The Hurst family, Naomi, David (serving) and two-year-old Dorothy share a slice of their army life in South Asia…

How long have you been an army family?

Nearly six years.

Time in India?

One year at the Defence Services Staff College, located three hours from the nearest city, at 2,000m, surrounded by tea plantations and eucalyptus forests in the Nilgiris Mountains in Tamil Nadu.

Are there any other military families there?

There’s us and a Royal Navy and RAF family. There are lots of Indian military families and forty international officers, about half accompanied by their families including from Iran, Vietnam, Malaysia, South Korea and Bhutan.

What’s your quarter like?

It’s a large ground floor flat with plenty of space and a lovely garden, however, it’s definitely not water-tight!

The human waste drainage leaves a lot to be desired.

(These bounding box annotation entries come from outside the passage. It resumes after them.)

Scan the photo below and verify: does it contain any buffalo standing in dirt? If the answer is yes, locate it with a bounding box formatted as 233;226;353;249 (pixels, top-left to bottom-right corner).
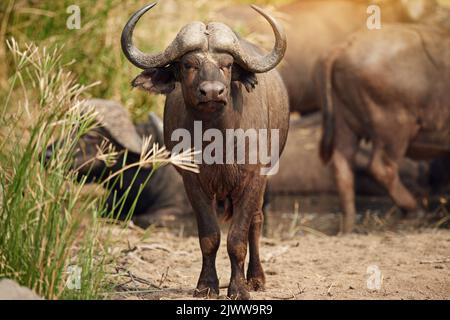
234;0;431;114
122;4;289;299
46;99;192;228
318;2;450;232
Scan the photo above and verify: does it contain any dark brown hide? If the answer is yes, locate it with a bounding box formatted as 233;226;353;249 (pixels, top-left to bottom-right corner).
318;15;450;232
122;6;289;299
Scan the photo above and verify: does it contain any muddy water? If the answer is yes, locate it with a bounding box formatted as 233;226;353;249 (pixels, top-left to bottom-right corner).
152;195;450;239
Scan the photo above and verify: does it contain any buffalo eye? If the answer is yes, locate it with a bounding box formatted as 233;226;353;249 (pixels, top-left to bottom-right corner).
183;62;197;70
220;63;233;71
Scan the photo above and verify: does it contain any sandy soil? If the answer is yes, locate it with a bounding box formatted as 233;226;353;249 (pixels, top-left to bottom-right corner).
106;227;450;300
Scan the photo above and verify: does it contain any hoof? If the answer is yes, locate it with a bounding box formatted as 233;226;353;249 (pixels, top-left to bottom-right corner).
194;283;219;299
247;277;266;291
228;284;250;300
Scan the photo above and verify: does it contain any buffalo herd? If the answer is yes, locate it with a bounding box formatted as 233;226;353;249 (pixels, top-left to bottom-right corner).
46;0;450;299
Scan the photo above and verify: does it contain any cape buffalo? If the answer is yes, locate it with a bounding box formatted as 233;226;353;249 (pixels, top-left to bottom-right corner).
45;99;188;228
234;0;434;114
267;112;428;198
122;4;289;299
318;2;450;232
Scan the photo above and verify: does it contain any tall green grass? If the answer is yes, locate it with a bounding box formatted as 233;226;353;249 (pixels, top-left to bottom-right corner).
0;42;111;299
0;40;198;299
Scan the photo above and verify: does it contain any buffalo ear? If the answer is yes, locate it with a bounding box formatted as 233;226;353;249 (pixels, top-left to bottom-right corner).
131;66;176;94
231;64;258;92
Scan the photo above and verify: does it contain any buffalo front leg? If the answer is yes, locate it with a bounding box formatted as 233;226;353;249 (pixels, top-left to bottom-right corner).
247;211;266;291
370;146;420;215
227;175;266;300
183;174;220;298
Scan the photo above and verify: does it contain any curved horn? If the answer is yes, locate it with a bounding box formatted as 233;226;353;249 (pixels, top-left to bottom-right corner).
236;5;287;73
120;2;206;69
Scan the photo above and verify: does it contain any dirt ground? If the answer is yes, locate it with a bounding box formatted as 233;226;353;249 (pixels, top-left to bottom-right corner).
106;222;450;300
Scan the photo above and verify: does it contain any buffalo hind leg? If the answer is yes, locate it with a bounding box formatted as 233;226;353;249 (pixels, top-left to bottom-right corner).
227;176;266;300
184;173;220;298
370;147;419;218
247;211;266;291
332;124;359;234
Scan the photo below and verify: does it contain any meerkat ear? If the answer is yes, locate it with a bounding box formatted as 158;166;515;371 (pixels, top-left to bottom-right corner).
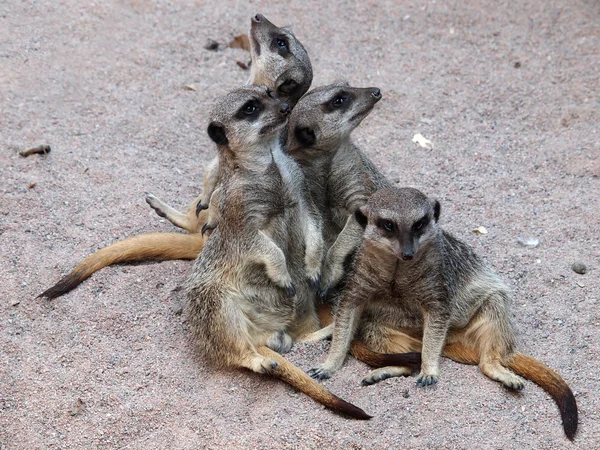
433;200;442;222
354;205;369;228
294;126;317;147
207;121;229;145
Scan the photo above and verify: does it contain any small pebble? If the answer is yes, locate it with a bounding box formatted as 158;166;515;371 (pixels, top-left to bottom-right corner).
571;262;587;275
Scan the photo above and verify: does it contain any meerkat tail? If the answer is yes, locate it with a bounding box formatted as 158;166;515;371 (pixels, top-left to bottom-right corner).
350;339;421;369
38;233;204;299
507;353;578;441
257;346;371;420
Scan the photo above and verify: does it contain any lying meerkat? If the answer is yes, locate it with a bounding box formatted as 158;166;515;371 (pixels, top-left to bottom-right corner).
186;87;370;419
38;14;313;299
310;188;578;440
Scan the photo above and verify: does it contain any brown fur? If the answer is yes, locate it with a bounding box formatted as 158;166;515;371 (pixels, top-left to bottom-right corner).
310;188;578;439
38;233;204;299
186;87;370;419
40;14;312;299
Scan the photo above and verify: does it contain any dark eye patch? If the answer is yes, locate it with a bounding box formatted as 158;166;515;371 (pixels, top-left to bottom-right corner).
324;90;352;112
235;99;262;122
412;216;431;232
375;219;396;233
271;34;290;56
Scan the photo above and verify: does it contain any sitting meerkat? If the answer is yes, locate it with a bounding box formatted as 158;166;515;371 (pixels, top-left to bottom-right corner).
38;14;313;299
309;188;578;439
186;87;370;419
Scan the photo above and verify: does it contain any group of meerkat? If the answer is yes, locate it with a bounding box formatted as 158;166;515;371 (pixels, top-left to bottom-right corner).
41;14;578;439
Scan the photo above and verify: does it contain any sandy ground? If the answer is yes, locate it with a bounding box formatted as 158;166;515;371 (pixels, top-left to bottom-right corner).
0;0;600;449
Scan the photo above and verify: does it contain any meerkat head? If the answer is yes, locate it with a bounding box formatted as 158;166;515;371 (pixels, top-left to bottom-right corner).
287;82;381;156
355;188;441;261
248;14;313;108
207;86;290;164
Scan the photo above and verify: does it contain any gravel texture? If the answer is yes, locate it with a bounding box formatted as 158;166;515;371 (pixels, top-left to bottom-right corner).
0;0;600;449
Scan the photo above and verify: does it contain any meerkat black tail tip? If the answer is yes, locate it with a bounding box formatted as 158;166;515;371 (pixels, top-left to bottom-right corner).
257;346;372;420
36;270;91;300
350;340;421;369
508;353;579;441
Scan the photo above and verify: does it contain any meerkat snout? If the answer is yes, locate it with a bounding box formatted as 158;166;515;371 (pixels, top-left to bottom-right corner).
279;103;292;116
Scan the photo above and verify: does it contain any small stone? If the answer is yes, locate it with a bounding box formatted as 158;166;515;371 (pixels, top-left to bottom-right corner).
571;262;587;275
204;39;219;52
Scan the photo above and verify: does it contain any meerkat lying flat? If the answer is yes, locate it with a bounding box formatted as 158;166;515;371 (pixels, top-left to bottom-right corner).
309;188;578;439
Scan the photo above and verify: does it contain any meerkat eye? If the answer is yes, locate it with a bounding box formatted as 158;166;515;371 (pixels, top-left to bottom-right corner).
331;95;348;108
413;216;429;231
377;220;396;232
242;103;258;116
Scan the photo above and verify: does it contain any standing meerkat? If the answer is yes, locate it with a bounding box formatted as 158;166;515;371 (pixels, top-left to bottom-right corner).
310;188;578;439
38;14;313;299
286;83;389;268
146;14;313;234
186;87;370;419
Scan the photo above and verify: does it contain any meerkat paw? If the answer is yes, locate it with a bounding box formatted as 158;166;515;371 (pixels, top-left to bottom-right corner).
273;273;296;297
196;200;208;217
200;222;217;236
250;356;279;374
479;361;525;391
362;366;412;386
308;273;321;292
146;192;167;217
306;367;332;380
267;331;293;354
417;372;438;387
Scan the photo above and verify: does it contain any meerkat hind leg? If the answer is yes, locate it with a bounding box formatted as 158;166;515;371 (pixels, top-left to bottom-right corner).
266;331;293;354
362;366;413;386
239;351;278;374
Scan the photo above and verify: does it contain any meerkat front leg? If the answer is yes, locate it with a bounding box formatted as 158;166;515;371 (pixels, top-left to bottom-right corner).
251;231;296;297
308;300;364;380
196;157;219;215
202;188;221;236
417;309;449;387
321;214;364;297
304;213;325;290
299;322;334;342
146;192;196;233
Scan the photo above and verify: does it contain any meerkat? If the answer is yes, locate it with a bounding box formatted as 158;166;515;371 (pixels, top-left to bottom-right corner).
286;83;391;296
310;188;578;439
146;14;313;233
186;87;370;419
38;14;313;299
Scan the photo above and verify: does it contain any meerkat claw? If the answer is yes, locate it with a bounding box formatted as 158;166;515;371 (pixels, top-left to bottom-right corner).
310;274;321;293
306;368;331;380
196;202;208;216
417;375;438;387
285;283;296;297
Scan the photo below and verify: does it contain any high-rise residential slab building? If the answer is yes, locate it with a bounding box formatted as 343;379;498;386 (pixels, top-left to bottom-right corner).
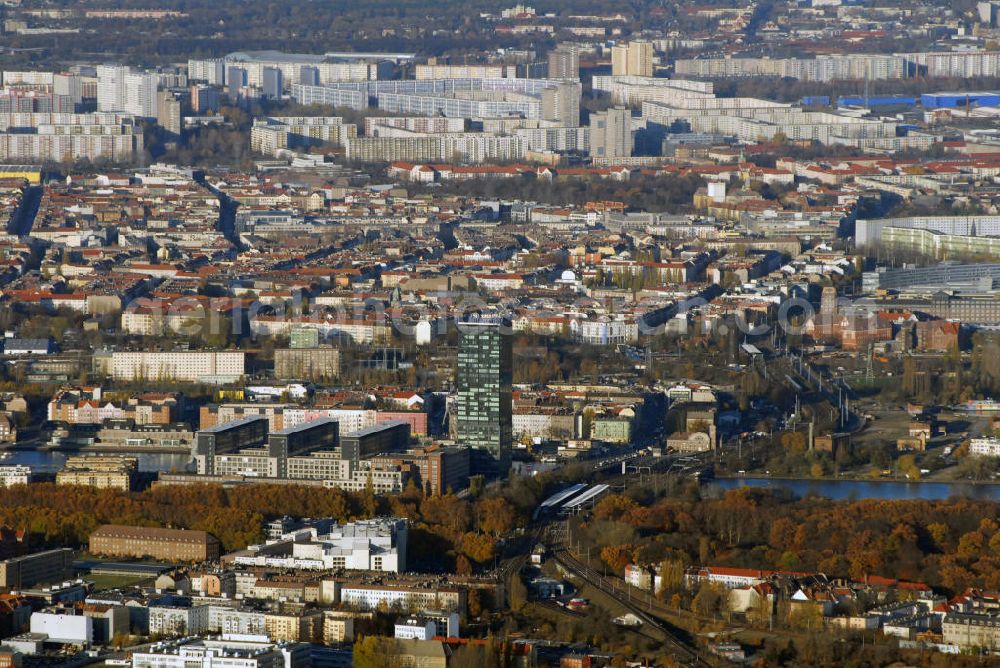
156;90;181;139
611;40;653;77
455;321;513;476
549;44;580;81
261;67;284;99
542;83;581;128
590;107;633;158
97;65;159;118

When the weather is good it’s fine, but terrible in the monsoon.

We have a lovely peach tree, but the monkey troop hasn’t let us near a single one! It sounds worse than it is, we love it.

Are there any employment opportunities?

Unfortunately not. There are great sporting activities that are really cheap such as tennis, golf and equestrian lessons.

Naomi went further afield to Mysore and qualified as a 500-hour yoga instructor.

What about schools and childcare?

Dorothy is pre-school age, but there’s a great international school 45 minutes away in Ooty. There are no pre-school type activities, but the house has a live-in nanny/maid who is incredible.

The Indian parenting style is very different, but the nanny has had many years of experience with British children.

Where do army families get together?

Indians love to party, but they generally start around 10pm and go through to 4 or 5am! There’s generally always a
festival at the weekend, which is a blessing and a curse. Many of the international families host parties on a national day. We hosted a Guy Fawkes’ night, which was great fun.

Who supports families?

You’re very much out on a limb as the Defence Section and British High Commission is a flight away in New Delhi. The support network between the international families is hugely important to share stories of daily challenges and victories!

What are the best things about living in India?

David: The mountains, food and every single day feeling like it’s a huge adventure.
Naomi: Yoga, travel, food and the constant sensory overload.
Dorothy: Monkeys, tigers, leopards and elephants.

Would you recommend it as a family posting?

Definitely. We’d make the same decision in a heartbeat.

It isn’t for every family but if you have a genuine sense of adventure and can handle a little discomfort, then it’s fantastic.